Housing market slump uk: What is Causing the Housing Market Slump in the UK?

housing market slump uk — GB news

The UK housing market is currently experiencing a notable slump, with 47% of homeowners who requested property valuations in the first quarter of 2026 proceeding to list their homes. This marks a significant decline from the 68% who listed their homes in the same period the previous year. The average property price has also taken a hit, falling by 0.5% in March 2026 compared to February, bringing the average price down to £299,677.

As the market cools, the average two-year fixed-rate mortgage has risen sharply to 5.90% as of April 12, 2026, up from 4.83% at the beginning of March. This increase in borrowing costs is contributing to a sense of anxiety among potential buyers and sellers. Andy Wicking, a local estate agent, remarked, “It’s very nervous. There are lots of anxious people.” The rising rates have made it increasingly difficult for many to secure affordable financing, further dampening market activity.

The situation has been exacerbated by geopolitical tensions, particularly in the Middle East, which have introduced a layer of uncertainty into the housing market. Amanda Bryden, a market analyst, noted, “The recent slowdown in the housing market reflects the wider uncertainty regarding the conflict in the Middle East.” This uncertainty has led to buyers withdrawing from purchases, causing transaction chains to collapse, especially at the lower end of the market.

In a striking example of the market’s challenges, Martin Short, a homeowner in Canterbury, saw his property asking price plummet from £750,000 to £525,000 due to market disruptions. Such drastic reductions in asking prices highlight the difficulties sellers are facing in attracting buyers amid rising costs and declining demand. Surveyors are increasingly down-valuing properties during the transaction process, further complicating the landscape for sellers.

Nearly a million homeowners are expected to come off five-year fixed deals in 2026, which could lead to further instability in the market. As these homeowners seek new mortgages, they may find themselves facing significantly higher monthly payments, with an average increase of £94 reported for those securing new deals. This situation has left many feeling trapped, as expressed by Martin Short, who said, “We’re trapped.”

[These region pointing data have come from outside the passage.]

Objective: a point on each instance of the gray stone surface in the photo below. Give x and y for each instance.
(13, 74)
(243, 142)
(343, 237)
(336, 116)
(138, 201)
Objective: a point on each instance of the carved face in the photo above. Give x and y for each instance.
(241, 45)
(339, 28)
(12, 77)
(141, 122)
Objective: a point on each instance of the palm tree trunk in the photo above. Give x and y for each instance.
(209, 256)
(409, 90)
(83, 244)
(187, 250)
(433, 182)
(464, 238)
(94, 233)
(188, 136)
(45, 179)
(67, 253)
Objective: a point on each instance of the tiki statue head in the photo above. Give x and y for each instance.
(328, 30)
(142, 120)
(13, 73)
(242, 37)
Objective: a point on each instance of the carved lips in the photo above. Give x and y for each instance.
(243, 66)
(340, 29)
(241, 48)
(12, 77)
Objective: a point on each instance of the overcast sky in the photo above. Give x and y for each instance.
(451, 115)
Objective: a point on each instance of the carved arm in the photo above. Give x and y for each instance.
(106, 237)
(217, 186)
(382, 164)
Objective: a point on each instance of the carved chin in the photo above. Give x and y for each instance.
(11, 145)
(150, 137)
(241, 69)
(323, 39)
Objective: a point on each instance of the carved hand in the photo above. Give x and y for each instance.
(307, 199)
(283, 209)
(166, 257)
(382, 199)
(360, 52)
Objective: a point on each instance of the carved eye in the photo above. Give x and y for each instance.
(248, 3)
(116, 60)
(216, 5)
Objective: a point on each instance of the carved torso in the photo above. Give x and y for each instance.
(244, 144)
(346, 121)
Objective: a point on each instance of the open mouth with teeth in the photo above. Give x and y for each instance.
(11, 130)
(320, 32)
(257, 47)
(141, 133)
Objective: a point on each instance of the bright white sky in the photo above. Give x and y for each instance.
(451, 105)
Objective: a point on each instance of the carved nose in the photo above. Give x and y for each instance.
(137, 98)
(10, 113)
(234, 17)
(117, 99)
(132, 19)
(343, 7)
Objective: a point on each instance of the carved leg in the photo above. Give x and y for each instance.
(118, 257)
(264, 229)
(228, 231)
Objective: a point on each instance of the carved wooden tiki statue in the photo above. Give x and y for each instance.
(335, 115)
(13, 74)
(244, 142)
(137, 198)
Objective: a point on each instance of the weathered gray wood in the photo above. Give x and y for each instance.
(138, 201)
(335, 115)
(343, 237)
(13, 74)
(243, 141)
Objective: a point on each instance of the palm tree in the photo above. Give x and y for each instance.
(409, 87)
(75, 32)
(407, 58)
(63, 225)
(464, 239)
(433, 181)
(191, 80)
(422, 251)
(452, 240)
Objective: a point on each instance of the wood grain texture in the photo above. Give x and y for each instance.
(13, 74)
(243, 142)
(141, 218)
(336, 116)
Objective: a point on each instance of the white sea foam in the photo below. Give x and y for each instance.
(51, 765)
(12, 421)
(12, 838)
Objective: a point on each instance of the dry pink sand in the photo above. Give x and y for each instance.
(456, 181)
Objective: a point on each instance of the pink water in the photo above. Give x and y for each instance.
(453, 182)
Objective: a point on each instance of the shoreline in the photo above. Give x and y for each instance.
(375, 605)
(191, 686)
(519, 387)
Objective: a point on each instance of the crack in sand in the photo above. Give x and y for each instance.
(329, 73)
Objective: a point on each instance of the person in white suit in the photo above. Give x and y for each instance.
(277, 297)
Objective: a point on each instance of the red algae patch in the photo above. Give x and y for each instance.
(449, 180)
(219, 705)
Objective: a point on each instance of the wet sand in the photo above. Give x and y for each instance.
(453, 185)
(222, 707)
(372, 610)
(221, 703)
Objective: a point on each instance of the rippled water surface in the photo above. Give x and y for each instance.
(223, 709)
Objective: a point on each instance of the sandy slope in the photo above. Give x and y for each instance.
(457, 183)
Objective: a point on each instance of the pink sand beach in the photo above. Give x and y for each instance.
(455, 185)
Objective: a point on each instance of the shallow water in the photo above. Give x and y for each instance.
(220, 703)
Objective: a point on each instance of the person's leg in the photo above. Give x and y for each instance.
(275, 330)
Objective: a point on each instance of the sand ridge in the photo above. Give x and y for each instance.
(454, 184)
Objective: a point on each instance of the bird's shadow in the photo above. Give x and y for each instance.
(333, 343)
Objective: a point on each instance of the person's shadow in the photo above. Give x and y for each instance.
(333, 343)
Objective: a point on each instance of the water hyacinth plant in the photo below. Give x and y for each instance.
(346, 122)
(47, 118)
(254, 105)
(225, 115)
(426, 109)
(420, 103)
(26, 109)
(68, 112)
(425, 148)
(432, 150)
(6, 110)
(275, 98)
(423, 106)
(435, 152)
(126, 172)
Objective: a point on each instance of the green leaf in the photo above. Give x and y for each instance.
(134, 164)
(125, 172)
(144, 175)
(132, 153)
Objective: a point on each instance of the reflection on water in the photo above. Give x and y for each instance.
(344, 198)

With the ongoing fluctuations in the housing market, observers are left to ponder the future trajectory of mortgage rates and property values. Adam French, a financial expert, suggested that “the longer the ceasefire holds and markets calm, the more the mortgage market will stabilise and rates could begin to edge lower.” However, the long-term impact of the Middle East conflict on the UK housing market remains unclear, and details remain unconfirmed.

As the UK navigates this challenging period, the housing market slump raises important questions about economic stability and the future of homeownership. With rising inflation concerns and a shifting geopolitical landscape, the coming months will be crucial in determining how the market adapts to these pressures.